武田氏滅亡後は毛利元就の支配下に移ったが、毛利氏から寺領として200石が与えられ、祈願所にもなったので寺運はますます隆盛した。 しかし、関が原合戦で敗北した毛利氏が長州に移封され、新たな領主として入国した福島正則によって、寺領全てが没収されたので寺は衰退した。 二王門は二王尊と共に厳島に移譲され七堂伽監は維持困難となって遂に廃寺となった。
 しかし、最後の住職 優仙(ゆうせん) が長楽寺境内に 「観音堂」 を造営、現在に至っている。
 24 毘沙門天

   
 本尊毘沙門天王は多聞天と言われ、仏法の護法神四天王の一尊で、北方を守るとされている。

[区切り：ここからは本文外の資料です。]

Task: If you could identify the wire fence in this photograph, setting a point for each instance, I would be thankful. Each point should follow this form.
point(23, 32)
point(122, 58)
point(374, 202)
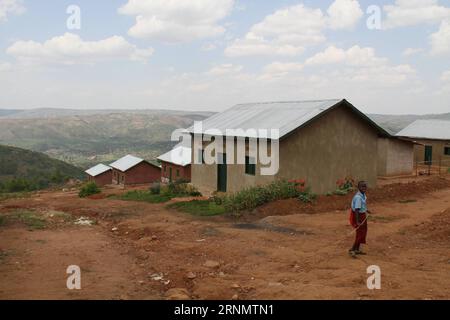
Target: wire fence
point(435, 167)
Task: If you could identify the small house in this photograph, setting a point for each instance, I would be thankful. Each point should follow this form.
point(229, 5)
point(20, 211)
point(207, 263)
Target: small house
point(433, 141)
point(320, 141)
point(100, 174)
point(176, 164)
point(131, 170)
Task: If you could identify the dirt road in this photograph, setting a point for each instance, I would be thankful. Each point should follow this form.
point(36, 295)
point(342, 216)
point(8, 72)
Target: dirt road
point(145, 251)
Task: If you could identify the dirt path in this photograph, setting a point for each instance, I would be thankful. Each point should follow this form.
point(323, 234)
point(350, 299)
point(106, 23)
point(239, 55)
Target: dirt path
point(288, 256)
point(34, 265)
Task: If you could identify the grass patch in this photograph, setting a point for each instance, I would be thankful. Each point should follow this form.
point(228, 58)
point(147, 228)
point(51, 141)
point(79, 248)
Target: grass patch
point(407, 201)
point(15, 195)
point(202, 208)
point(145, 196)
point(89, 189)
point(29, 218)
point(382, 218)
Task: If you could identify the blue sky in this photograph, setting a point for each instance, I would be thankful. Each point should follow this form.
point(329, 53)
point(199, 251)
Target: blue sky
point(211, 54)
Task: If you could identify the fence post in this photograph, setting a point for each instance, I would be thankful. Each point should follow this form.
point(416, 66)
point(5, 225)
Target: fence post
point(417, 168)
point(440, 163)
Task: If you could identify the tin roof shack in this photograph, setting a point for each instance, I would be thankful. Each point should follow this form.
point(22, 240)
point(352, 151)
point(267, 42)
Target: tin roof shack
point(320, 141)
point(131, 170)
point(395, 157)
point(100, 174)
point(433, 137)
point(176, 164)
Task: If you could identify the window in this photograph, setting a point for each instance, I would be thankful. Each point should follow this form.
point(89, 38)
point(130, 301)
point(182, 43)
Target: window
point(201, 156)
point(250, 166)
point(447, 151)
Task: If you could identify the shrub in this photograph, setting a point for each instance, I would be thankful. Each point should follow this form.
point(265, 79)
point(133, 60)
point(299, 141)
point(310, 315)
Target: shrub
point(306, 196)
point(146, 196)
point(177, 189)
point(253, 197)
point(345, 186)
point(199, 207)
point(155, 188)
point(88, 189)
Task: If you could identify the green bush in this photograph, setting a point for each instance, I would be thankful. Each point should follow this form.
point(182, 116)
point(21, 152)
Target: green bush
point(253, 197)
point(199, 207)
point(306, 196)
point(180, 189)
point(145, 196)
point(155, 188)
point(345, 186)
point(88, 189)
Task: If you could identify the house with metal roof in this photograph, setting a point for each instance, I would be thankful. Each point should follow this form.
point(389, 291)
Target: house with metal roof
point(131, 170)
point(100, 174)
point(433, 141)
point(176, 164)
point(320, 141)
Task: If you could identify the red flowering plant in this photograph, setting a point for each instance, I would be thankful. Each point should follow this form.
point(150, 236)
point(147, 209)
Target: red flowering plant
point(300, 184)
point(344, 186)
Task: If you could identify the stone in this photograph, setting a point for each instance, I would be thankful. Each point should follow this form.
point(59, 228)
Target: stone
point(177, 294)
point(211, 264)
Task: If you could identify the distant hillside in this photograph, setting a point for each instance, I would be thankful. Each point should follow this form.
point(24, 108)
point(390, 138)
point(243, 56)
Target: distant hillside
point(22, 169)
point(395, 123)
point(86, 137)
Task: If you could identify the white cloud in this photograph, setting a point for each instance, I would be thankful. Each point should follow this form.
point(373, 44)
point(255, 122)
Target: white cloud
point(440, 41)
point(209, 47)
point(281, 68)
point(285, 32)
point(224, 69)
point(411, 51)
point(5, 66)
point(177, 20)
point(289, 31)
point(445, 77)
point(8, 7)
point(344, 14)
point(355, 56)
point(413, 12)
point(71, 49)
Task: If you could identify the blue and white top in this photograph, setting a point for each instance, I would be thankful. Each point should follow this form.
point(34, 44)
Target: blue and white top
point(359, 202)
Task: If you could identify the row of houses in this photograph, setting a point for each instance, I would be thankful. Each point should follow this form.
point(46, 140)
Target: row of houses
point(320, 141)
point(131, 170)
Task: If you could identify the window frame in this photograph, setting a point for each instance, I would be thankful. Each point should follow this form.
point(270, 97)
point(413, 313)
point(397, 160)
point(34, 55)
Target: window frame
point(250, 169)
point(446, 150)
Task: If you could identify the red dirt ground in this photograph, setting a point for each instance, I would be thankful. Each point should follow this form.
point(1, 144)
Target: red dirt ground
point(285, 250)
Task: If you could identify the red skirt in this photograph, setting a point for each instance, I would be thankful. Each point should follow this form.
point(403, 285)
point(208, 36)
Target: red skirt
point(361, 231)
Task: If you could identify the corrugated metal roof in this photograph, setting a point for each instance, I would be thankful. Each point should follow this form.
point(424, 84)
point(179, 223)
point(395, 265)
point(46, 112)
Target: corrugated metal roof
point(97, 170)
point(179, 155)
point(284, 116)
point(125, 163)
point(427, 129)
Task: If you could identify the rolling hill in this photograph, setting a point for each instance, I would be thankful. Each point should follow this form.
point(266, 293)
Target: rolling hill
point(25, 170)
point(395, 123)
point(86, 137)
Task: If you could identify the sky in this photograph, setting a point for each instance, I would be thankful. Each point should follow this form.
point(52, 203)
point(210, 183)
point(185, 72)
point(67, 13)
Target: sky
point(390, 57)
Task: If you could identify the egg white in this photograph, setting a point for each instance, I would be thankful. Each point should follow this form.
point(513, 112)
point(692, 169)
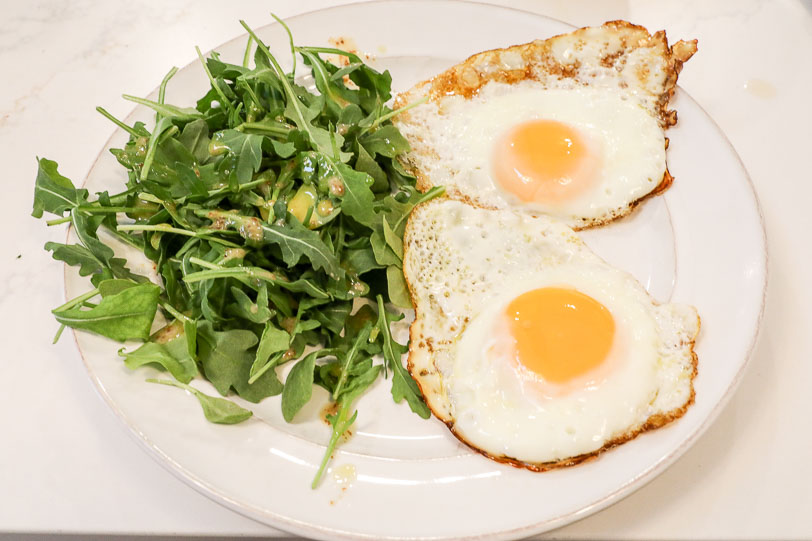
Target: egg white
point(464, 265)
point(622, 136)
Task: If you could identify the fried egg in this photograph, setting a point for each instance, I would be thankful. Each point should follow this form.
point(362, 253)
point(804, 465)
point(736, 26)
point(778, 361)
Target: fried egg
point(572, 126)
point(531, 348)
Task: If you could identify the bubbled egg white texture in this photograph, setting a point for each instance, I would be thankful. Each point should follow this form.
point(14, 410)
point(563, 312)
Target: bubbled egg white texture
point(510, 305)
point(583, 154)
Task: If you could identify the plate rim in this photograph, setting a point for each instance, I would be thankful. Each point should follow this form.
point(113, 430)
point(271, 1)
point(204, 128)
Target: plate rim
point(309, 529)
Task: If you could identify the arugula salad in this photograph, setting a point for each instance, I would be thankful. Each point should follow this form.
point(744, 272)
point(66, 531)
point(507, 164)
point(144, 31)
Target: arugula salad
point(274, 218)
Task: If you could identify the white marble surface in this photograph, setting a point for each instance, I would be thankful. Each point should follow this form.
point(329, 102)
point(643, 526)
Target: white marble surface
point(68, 466)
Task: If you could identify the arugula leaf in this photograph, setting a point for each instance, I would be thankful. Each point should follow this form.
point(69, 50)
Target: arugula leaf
point(296, 241)
point(298, 387)
point(123, 316)
point(397, 288)
point(273, 340)
point(54, 193)
point(223, 354)
point(386, 141)
point(195, 137)
point(403, 386)
point(76, 255)
point(260, 209)
point(217, 410)
point(246, 148)
point(171, 355)
point(357, 200)
point(393, 240)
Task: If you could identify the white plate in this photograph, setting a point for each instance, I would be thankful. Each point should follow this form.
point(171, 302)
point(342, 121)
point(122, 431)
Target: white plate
point(702, 243)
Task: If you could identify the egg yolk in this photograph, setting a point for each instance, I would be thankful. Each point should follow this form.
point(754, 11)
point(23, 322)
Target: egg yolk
point(543, 161)
point(560, 334)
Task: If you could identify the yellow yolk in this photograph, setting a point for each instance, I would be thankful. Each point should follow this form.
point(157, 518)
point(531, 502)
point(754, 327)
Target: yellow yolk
point(543, 161)
point(560, 334)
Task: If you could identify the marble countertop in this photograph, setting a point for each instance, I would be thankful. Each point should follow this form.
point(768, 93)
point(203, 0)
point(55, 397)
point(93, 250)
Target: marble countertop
point(67, 465)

ご本尊は治暦元年(1065)頃 僧 教尊 が当地の霊山に安置したと伝わる。 
 その後、銀山城主 武田氏が代々北方守護神として崇敬し、僧 覚信坊 を 請し願成寺を造営、さらに7ケ寺(三京、豊用、東明、西明、光林、玄道、神宮の各寺)も造営している。
この内、願成寺 は毛利氏が広島城を築くとき広島に移築され、毘沙門堂、仁王門、東明寺、西明寺、のみ残った。 
 祭礼は毎年旧暦初寅の日とその前夜に行われる。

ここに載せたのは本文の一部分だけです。